The Louis Block Professor and chair of the Department of Microbiology at the University of Chicago, Schneewind was a renowned expert on the pathogens Staphylococcus aureusBacillus anthracis (anthrax) and Yersinia pestis (the black plague) and the mechanisms and strategies that enable them. Schneewind’s laboratory produced more than 250 peer-reviewed publications on the topic.

He had been working for 15 years on a vaccine that could neutralize the scourge of Staphylococcus aureus, including antibiotic-resistant strains. He often reminded students and colleagues, “Staphylococcus aureus is the infectious disease agent that causes the most morbidity and mortality in the 21st century in the United States.”

Schneewind was highly respected by his colleagues in the United States and abroad.

“I admired and respected the quality of his science,” said Kenneth Polonsky, dean of the Biological Sciences Division at the University of Chicago, “as well as the practical, honest and straightforward way in which he approached problems. His outstanding scientific discoveries leave a significant impact on the field.”

One of Schneewind’s major accomplishments was his central role in the discovery of bacterial sortases. These enzymes help assemble proteins in specific bacteria and anchor these surface proteins to the cell wall. Sortases enable bacteria to adhere to other bacterial or animal cells. Without sortases and their surface protein substrates, bacteria such as Staphylococcus aureus cannot cause disease or interact with their environment.
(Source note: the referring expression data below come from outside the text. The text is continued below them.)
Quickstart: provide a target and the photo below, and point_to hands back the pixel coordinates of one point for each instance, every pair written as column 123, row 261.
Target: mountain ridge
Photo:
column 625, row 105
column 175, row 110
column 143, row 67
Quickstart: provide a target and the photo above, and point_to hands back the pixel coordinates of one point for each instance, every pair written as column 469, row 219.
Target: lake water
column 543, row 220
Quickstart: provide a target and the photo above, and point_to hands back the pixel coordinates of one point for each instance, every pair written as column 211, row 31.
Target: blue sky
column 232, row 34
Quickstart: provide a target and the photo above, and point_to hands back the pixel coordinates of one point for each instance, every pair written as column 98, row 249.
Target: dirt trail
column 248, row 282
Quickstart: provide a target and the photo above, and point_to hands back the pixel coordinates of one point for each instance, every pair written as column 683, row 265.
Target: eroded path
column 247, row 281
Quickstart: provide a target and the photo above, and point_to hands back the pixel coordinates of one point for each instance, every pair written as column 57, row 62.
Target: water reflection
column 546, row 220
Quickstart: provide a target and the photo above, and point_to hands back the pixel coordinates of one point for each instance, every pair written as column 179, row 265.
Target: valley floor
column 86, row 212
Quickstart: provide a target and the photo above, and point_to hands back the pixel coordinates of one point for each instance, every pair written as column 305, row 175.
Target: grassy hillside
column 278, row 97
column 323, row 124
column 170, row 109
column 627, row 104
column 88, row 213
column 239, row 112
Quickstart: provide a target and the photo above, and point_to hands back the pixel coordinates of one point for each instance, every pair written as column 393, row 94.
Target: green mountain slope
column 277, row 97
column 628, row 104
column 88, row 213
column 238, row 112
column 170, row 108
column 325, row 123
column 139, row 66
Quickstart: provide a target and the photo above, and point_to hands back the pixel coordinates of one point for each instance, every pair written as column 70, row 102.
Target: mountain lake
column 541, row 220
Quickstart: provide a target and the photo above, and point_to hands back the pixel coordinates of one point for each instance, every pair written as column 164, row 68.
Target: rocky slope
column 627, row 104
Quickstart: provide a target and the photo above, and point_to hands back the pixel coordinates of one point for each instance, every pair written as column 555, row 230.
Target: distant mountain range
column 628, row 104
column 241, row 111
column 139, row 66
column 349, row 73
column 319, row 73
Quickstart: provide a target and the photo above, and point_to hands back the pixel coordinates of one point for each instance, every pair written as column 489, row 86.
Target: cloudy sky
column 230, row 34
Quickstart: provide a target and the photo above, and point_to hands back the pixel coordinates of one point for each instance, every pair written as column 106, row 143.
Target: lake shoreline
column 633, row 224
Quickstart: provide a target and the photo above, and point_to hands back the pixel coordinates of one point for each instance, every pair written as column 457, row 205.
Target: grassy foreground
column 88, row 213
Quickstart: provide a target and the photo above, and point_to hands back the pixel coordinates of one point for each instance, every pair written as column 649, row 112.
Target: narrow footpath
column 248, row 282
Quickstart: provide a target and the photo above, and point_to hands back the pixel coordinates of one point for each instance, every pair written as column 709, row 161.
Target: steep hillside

The activity of the sortase enzyme was discovered in the early 1990s by Schneewind and coworkers before the gene coding for the enzyme was identified. By understanding sortase activity, Schneewind and colleagues (including his scientific collaborator and wife, Prof. Dominique Missiakas) were able to identify the surface proteins of other bacterial pathogens based on genome sequences and to study these molecules for their contributions to disease establishment as well as for vaccine development. These insights allowed the team to learn how these bacteria evade detection by the immune system.

Born in Germany, Schneewind earned his bachelor of science and his degree in medicine at the University of Cologne. He came to the United States as a postdoctoral fellow at Rockefeller University, where he worked in the laboratory of bacteriology and immunology led by Vincent Fischetti.

In 1992, he joined the faculty at the University of California, Los Angeles as an assistant professor of microbiology. In 2001, he joined the faculty of the University of Chicago in the Department of Molecular Genetics and Cell Biology. In 2004 he was asked to serve as the first chair of the newly created Department of Microbiology, a position he held until the present.

From 2003 to 2014, Schneewind served as the principal investigator of the Great Lakes Regional Center of Excellence for Biodefense, a program supported by the National Institute of Allergy and Infectious Diseases. He was the key driver behind the National Institute of Health’s application and construction of the University of Chicago’s Howard T. Ricketts Laboratory, a Level 3 Biosafety facility based at Argonne National Laboratory.

“He was always the smartest and hardest-working person in the room,” said his colleague, Joseph Kanabrocki, PhD, head of biosafety at the University of Chicago. “Olaf was ‘holistically responsible’ about his science and how it was conducted,” he added. “He was devoted to the research, but he focused and insisted upon extensive safeguards for his colleagues and trainees."

He served as an editor for the Journal of Bacteriology and the Annual Review of Microbiology. Schneewind also earned multiple prestigious honors and awards. In 2018, he was elected to membership in the National Academy of Sciences. He was previously selected as a fellow of the American Association for the Advancement of Science and as a member of the American Academy of Microbiology.

He is survived by his wife Dominique Missiakas, a highly respected and valued member of the UChicago faculty; and their daughters Daphne, Chloe and Penelope.